To prevent corrosion of the terracotta temple, the ASI plans to replace damaged bricks and plant trees as a protective barrier
An ancient terracotta temple in West Bengal’s Sundarbans, which has survived the ravages of time for a millennia, is now facing a very modern threat. The impact of climate change, especially the increase in air salinity, is gradually eroding the outer wall of Jatar Deul, an eleventh century structure, which is located at Raidighi in South 24 Parganas, only a few kilometres from the sea.
“For the past several years, we have noticed that the outer brick wall of the temple is getting eroded, with the edge of bricks suffering steady corrosion. “We have deduced that this is due to increase in air salinity,”Shubha Majumder, Superintending Archaeologist Kolkata Circle, ASI told The Hindu.
Dr.
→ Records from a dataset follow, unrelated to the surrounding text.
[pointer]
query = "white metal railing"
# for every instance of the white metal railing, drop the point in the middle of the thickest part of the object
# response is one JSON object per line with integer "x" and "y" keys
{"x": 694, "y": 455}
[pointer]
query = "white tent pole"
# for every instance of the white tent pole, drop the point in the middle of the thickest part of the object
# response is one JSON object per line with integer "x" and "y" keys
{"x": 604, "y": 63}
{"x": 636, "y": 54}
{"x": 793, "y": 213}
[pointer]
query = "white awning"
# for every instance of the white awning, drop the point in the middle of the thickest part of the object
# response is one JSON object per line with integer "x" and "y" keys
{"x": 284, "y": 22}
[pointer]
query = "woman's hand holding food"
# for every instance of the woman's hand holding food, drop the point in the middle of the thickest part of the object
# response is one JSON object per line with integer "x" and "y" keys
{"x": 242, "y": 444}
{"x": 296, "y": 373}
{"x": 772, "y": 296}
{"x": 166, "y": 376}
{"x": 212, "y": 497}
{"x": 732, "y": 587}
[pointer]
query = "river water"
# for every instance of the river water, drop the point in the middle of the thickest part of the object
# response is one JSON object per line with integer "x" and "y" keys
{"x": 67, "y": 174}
Majumder said that the ASI plans to carry out restoration and conservation work at the temple later this year. “We are going to carefully remove the damaged bricks and replace them with new bricks of similar size,” the archaeologist explained.
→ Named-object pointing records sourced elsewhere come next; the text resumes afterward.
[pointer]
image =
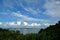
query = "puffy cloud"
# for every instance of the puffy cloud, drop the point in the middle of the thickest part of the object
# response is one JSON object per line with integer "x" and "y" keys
{"x": 52, "y": 8}
{"x": 46, "y": 24}
{"x": 35, "y": 24}
{"x": 27, "y": 18}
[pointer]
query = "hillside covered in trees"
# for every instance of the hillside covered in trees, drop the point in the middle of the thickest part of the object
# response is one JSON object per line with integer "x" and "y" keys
{"x": 50, "y": 33}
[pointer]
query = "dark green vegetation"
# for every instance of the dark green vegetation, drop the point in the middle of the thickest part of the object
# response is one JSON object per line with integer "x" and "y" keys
{"x": 50, "y": 33}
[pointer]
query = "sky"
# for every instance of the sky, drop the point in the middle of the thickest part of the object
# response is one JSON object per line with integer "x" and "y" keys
{"x": 29, "y": 13}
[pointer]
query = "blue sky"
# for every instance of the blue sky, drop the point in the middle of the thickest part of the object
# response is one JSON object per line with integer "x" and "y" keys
{"x": 29, "y": 13}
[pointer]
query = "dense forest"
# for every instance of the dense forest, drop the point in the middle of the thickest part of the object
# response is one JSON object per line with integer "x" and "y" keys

While the temple is 98 feet high, the archaeologist said that the erosion is particularly seen in the bricks on the outer wall up to a height of 15 feet. “The temple stands at a vacant site. There are some trees to provide a barrier to coastal winds, particularly on the upper part of the temple, and that can be the reason that erosion is less on the upper side of the temple,” Dr. Majumder said.
Replanting a barrier of trees
Amphan, the tropical cyclone that ravaged coastal West Bengal, particularly the Sundarbans, in May 2020, had destroyed three trees at Jatar Deul, further exposing the temple to the gusty salt-laden coastal winds.
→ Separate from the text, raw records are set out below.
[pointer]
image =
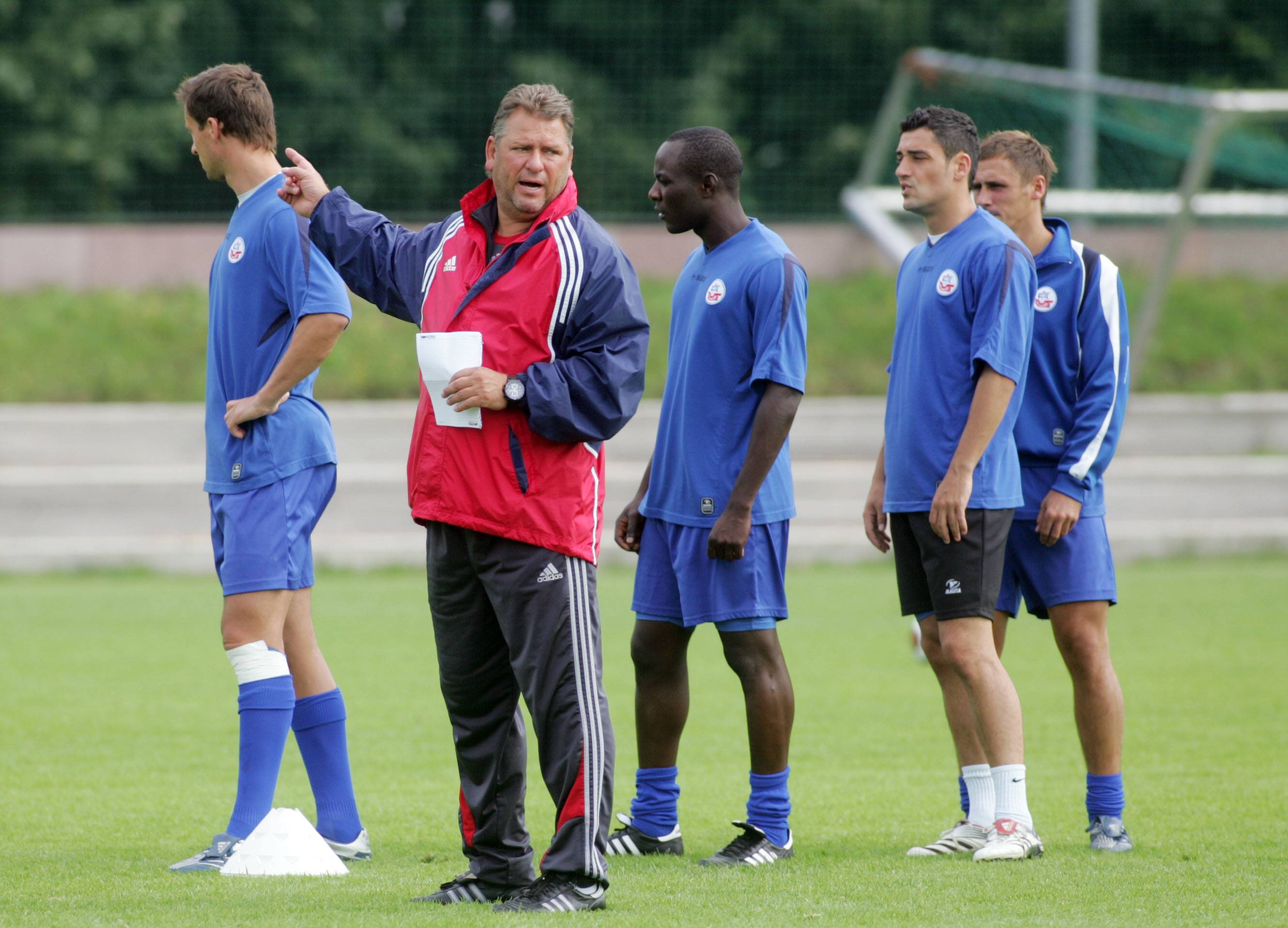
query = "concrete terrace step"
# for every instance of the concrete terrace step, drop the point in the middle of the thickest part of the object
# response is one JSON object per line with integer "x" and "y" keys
{"x": 116, "y": 485}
The archaeologist said that along with the restoration of the structure, the ASI has also planted trees at the site so that they can serve as a barrier to the temple. “The temple is surrounded by agricultural fields, and there is nothing to protect the 98 feet brick structure from regular saline winds or frequent cyclones,” Dr. Majumder said.
10th century inscription
The ASI website states that Jatar Deul is traditionally connected to an inscription, no longer traceable, by one Raja Jayantachandra, purported to have been issued in 975 AD. “It is evident from an earlier photograph that the temple had considerable architectural merit and closely resembled [the] Siddhesvara Temple at Bahulara, near Onda in Bankura district, on plan, elevation and decorative motifs,” says the ASI website, adding that the temple is datable to the 10th or 11th century AD on the basis of its architecture.
Sharmila Saha, an expert on West Bengal temples, disagrees with the dating estimate, saying that the temple was more likely to have been built around the beginning of the 13th century based on its architectural features. However, she agreed that the temple was facing erosion because of air salinity. “The base of the temple has suffered damage because of hydraulic action or air salinity. At the upper level of the temple, these climatic factors will take more time to have an impact,” she said.
Stone less vulnerable
Dr. Saha who has a Ph.D on the Bishnupur temples of West Bengal, pointed out that an early brick temple at Mandirtala in Sagar Island -- not far from Jatar Deul -- has been completely destroyed and razed to the ground because of the hostile climate. She explained that stone temples located along the coast -- such as the famed Konark temple of Odisha -- are less affected by salinity since the porosity of stone is far less than that of brick.
Jatar Deul is a Shiva temple and is the tallest standing temple in the Sundarbans on the bank of the river Moni, said Dr. Saha. “There are a number of oral legends on why the temple is called Jatar Deul. The temple has a curvilinear tower similar to temple architecture of the Nagara order of Odisha temples,” she added.
Along with an increase in air and soil salinity, the Sundarbans are also facing frequent tropical cyclones which cause large-scale flooding due to an ingress of sea water.